Innocent aid workers, who chose to believe in the goodness of mankind, are being executed in the most gruesome manner. As the Human Rights Watch has pointed out, “Since the beginning of the Syrian uprising, children have suffered the horrors of detention and torture.” The fate of Malaysian Airlines Flight 17 brought home to people around the world, the terrible effects of war. 

That plane with 298 civilian passengers was shot down in mid-flight over Ukraine, a nation ripped apart. The dead are from various countries, ordinary citizens of nations at peace. A family looking forward to a vacation in Bali, a pilot on his way to celebrate his child’s birthday, a healer pursuing pathbreaking research on AIDS, all fell in a war which they were probably not even aware of. Such tragedies drive home the fact that we are all interconnected. Strife in a remote and little-known land like Ukraine can result in immediate and disastrous loss to people like us. 

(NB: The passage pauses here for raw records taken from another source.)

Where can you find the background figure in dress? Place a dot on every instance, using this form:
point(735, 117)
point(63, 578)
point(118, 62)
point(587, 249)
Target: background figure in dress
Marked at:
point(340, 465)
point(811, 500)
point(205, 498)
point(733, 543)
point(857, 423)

May this coming year see less conflict, and strengthen the spirit of peace. Let’s keep in our hearts the sentiments memorably expressed by Bob Dylan:
Yes, ’n’ how many times must
the cannonballs fly 
Before they’re forever banned?... 
Yes, ’n’ how many years can
some people exist 
Before they’re allowed to be free? 
Yes, ’n’ how many times can a
man turn his head 
Pretending he just doesn’t see?...
Yes, ’n’ how many ears must one
man have
Before he can hear people cry?
Yes, ’n’ how many deaths will it
take till he knows
That too many people have died?
The answer, my friend, is blowin’
in the wind
The answer is blowin’ in the wind

Let’s hope for those winds of change, and that leaders around the world move closer to finding those answers. Let’s salute the voters of J&K, who came out with hope and courage during the recent elections. Braving boycott calls by separatists, the residents of Chrar-e-Sharif, once a hotbed of terrorism, registered an outstanding 82.14 per cent voter turnout. May their spirit inspire us to make our own individual efforts to bring about a better common future.